TSU007 – Das Mysterium der sterbenden Sonderlinge

Ich freue mich über “Der Fremde im Palazzo d’Oro” von Paul Theroux, wundere mich über “Winters Garten” von Valerie Fritsch und lese “Am Ende schmeissen wir mit Gold” von Fabian Hischmann so weg.

Ein seltsam zeitloses Buch mit einem Sog, daß man es nicht weglegen will: Paul Teroux’ “Der Fremde im Palazzo d’Oro“, bei Hoffmann und Campe erschienen, liest sich exakt so, wie das leinengebundene Bändchen aussieht. Valerie Fritsch liest dieses Jahr in Klagenfurt, und ich bereite mich vor und lese ihren Roman “Winters Garten“, erschienen bei Suhrkamp.

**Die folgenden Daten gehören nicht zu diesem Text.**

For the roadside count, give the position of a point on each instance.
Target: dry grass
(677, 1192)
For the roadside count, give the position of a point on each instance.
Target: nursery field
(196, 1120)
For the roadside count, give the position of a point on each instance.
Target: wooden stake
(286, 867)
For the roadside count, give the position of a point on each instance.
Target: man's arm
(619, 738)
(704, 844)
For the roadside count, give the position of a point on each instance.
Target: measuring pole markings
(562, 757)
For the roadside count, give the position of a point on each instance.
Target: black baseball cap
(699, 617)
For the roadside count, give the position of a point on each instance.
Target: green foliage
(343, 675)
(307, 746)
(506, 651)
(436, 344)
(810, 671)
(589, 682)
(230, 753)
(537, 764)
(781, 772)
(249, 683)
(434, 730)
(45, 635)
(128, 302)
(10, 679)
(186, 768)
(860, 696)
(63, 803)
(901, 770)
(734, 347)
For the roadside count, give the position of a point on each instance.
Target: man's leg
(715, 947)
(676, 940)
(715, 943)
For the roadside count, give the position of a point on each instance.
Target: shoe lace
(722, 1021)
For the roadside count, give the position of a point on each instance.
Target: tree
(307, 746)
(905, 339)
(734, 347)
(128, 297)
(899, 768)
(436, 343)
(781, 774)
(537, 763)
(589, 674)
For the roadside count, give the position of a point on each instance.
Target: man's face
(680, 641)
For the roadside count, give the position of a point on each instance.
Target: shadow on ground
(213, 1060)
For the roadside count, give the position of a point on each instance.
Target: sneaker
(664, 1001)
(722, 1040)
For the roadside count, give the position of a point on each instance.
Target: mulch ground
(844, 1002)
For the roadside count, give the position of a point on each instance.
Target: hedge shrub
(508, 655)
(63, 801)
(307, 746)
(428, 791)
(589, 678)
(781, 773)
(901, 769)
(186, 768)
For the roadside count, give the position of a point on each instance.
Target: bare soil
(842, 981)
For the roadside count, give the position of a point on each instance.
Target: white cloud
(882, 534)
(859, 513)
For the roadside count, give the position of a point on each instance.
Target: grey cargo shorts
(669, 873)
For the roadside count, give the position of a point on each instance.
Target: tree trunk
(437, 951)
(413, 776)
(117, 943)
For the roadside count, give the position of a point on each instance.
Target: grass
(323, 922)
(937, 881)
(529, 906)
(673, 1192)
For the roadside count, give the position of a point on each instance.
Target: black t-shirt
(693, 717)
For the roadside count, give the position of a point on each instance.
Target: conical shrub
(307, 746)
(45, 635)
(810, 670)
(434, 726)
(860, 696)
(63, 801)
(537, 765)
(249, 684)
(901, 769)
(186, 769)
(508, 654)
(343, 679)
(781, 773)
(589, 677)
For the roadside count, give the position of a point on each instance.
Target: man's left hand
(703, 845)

Ich lege “Alles, was draußen ist” von Saskia Hennig von Lange – bei Jung und Jung erschienen – vorerst weg, weil ich nicht noch jemandem beim Sterben zugucken will, Klagenfurtvorbereitung hin oder her. Deshalb ziehe ich Fabian Hischmann vor mit seinem poplockeren Roman “Am Ende schmeißen wir mit Gold“, im Berlin-Verlag. Nett, aber nix Besonderes.